Timothy Leary created Millbrook House in 1963 after his experiments with LSD on patients (and himself) saw some success. He proselytized the drug from there for 5 years until it was declared a Schedule 1 drug in the U.S., making it essentially illegal and hard even to get medical justification for experiments.

Owlsly Stanley was the one who turned it into something close to a street drug, when he manufactured 300,000 doses in 1965, and 5,000,000 more by 1967. His association with the Grateful Dead pushed the drug into SF’s hip culture. They created the hippies, arguably.

Maybe there were groups in every large city or college town who were partying with LSD in the early 60s, but getting a supply would be hard almost everywhere.

John Lennon got it from his dentist. Was he an “upper-class libertine”? I’d need to research that.

The Merry Pranksters were handing out LSD to anyone interested by 1964. “Acid Tests” were at their height in 1966, so Mad Men pegged it pretty precisely.

Gattaca has genetically engineered humans making daily rocket flights. But everyone seems to be driving around in 1960’s cars. Especially Rover P6s.
Black Mirror also seems to like old cars in the future.

And Hello, Tomorrow! very much looks like the 1950s. The fashion, architecture, cars, etc. all look like they’re from mid-century America. But they have all sorts of whizz bang futuristic technology – robot waiters, automated delivery bots, regular space flight, hover cars (but they still look like 1950s cars, except they hover). I’ve seen it described as what people in the 1950s imagined the future would be like.

Yeah it is amazing how in Outlander she found the only period Scotsman with perfect teeth, an understandable accent, and a progressive viewpoint. But as you say, sometimes a little accuracy has to get out of the way of a good story. I only quibble a little, but it is like showing the srat actor in a medieval pic with his helmet off so we can see him act. Fair in the case of art.

Roy Rogers kinda made sense, but having every mystery be solved by having a airfield right there to land the plane was a bit much after a season. But four seasons plus a radio show?

Same with Star Trek TOS.

The “Beyond the Sea” episode seems to be set in the 1960s, but has a space station and consciousness transfer between astronauts on the station and on Earth.

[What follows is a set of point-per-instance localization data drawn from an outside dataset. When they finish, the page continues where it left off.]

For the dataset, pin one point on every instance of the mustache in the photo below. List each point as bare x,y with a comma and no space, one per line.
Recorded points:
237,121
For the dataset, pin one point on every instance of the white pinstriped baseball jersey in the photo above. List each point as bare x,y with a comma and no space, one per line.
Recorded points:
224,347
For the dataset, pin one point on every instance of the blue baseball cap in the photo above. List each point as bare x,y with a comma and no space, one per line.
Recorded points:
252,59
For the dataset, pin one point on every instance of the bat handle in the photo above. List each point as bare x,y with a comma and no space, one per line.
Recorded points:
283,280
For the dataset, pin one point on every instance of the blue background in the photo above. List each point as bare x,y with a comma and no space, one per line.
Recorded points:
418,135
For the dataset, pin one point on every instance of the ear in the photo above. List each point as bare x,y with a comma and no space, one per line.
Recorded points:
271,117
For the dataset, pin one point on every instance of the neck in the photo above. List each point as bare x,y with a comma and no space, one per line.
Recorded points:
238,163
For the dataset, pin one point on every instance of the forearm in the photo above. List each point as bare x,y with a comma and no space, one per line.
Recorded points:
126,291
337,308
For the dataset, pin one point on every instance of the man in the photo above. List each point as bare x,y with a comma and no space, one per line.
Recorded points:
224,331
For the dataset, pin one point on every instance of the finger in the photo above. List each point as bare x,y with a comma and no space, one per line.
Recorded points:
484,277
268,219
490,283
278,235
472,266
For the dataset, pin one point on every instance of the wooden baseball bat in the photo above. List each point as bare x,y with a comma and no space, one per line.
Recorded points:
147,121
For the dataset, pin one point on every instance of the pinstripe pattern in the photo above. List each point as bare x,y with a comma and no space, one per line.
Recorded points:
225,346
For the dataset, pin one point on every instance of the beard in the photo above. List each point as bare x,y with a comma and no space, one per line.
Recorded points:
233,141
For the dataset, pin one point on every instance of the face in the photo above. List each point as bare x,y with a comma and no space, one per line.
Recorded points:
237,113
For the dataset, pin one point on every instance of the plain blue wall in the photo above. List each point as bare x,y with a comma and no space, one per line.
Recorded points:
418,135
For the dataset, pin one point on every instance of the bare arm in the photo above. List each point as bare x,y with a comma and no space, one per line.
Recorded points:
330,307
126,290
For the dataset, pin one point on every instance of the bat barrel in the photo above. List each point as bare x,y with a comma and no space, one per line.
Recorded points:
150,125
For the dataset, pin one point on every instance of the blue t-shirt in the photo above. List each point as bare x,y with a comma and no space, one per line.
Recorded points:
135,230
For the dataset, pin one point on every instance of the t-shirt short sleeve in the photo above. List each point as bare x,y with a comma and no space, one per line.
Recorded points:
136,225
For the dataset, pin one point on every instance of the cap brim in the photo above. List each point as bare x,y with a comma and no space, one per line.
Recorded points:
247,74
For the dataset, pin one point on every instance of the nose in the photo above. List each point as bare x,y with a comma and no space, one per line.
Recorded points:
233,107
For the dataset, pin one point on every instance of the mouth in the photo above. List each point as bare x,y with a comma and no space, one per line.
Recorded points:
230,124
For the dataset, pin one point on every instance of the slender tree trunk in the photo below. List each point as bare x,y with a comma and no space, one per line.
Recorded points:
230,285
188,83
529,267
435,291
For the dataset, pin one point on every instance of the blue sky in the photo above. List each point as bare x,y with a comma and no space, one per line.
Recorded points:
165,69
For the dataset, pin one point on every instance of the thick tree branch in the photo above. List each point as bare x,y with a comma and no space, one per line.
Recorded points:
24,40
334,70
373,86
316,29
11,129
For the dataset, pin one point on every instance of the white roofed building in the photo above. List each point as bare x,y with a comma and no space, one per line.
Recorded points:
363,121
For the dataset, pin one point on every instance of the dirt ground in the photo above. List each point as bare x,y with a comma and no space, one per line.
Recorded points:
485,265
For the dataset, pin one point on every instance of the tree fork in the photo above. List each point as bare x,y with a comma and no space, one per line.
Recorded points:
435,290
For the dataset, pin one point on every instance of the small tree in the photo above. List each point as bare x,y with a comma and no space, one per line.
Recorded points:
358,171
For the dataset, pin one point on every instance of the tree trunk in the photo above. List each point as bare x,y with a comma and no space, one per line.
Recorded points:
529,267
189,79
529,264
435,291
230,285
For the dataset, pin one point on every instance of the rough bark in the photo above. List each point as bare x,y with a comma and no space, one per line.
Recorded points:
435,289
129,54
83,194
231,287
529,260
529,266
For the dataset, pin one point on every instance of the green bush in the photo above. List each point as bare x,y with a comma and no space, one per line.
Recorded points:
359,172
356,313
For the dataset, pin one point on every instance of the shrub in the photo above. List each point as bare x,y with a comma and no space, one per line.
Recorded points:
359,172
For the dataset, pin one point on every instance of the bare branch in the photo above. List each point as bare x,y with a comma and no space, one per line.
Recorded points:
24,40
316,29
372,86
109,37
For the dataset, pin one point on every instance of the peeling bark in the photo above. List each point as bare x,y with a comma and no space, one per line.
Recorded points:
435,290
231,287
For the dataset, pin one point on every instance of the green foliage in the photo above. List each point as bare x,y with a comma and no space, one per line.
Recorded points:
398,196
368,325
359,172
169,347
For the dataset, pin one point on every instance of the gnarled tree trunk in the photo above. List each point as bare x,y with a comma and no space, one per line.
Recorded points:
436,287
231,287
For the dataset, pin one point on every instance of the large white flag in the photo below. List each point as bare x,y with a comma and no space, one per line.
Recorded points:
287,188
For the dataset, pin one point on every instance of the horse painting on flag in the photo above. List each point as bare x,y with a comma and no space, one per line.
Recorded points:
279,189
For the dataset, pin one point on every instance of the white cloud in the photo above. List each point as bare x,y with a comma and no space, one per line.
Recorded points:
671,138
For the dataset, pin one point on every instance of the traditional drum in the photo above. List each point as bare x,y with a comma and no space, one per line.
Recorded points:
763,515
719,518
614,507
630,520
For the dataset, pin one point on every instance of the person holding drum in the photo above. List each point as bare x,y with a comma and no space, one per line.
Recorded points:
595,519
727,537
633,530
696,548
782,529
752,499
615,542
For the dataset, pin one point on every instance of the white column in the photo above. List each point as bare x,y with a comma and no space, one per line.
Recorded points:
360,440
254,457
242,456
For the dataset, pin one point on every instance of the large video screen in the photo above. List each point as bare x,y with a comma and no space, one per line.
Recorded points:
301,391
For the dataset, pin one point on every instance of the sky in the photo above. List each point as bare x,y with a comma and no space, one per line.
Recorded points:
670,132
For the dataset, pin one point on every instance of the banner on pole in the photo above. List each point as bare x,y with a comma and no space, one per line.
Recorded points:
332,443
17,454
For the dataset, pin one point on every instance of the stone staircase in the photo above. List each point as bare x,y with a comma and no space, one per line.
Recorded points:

Never watched that one. But I was happy when one wild west comic I read had a telephone. Because some businesses did have them in the 1880s and 1890s, which a common setting for wild west tales. Electricity makes me happy for those, too (I’ve read old newspapers, and even small cities out west tended to get electricity sooner - they were new cities that didn’t already have gas infrastructure).

I know of two different comic book western characters that started out as contemporary, but then shifted to the 19th century without comment.

Another show possibly in the same universe, or at least from related source material is Netflix’s Chilling Adventures of Sabrina, which has a similar mix of modern and 50s/60s elements. Some of that may be deliberate characterization, because the long lived witches may have just not bothered to update styles, cars, and views in 60 years, while the mortals live in 2020.

If sci-fi counts, then the Fallout show and games has an odd setting. It takes place a few hundred years (or something) after a nuclear war that happened during the Cold War, so everything has a 50s/60s vibe, but the technology at the time of the war is far in advance of what we have now. So the war happened both in our past and in our future.

Disenchantment starts off in the kingdom of Dreamland in some undefined fantasy medieval time, then we run into the Victorian-ish Steamland, with its steam-powered airships and electricity and robots and Tel-O-Visors.

Not to mention all the pirates and mermaids and elves.

Really, the stience is all over the place.

The Hudsucker Proxy nominally takes place in 1959, but everything looks more 1930s-ish.

Blackadder is an example of this. I feel it’s most notable in the third series. Historical events which occurred during the series include Samuel Johnson publishing his dictionary (1755), Pitt the Younger’s election (1783), the French Revolution’s Reign of Terror (1794), and the Battle of Trafalgar (1805).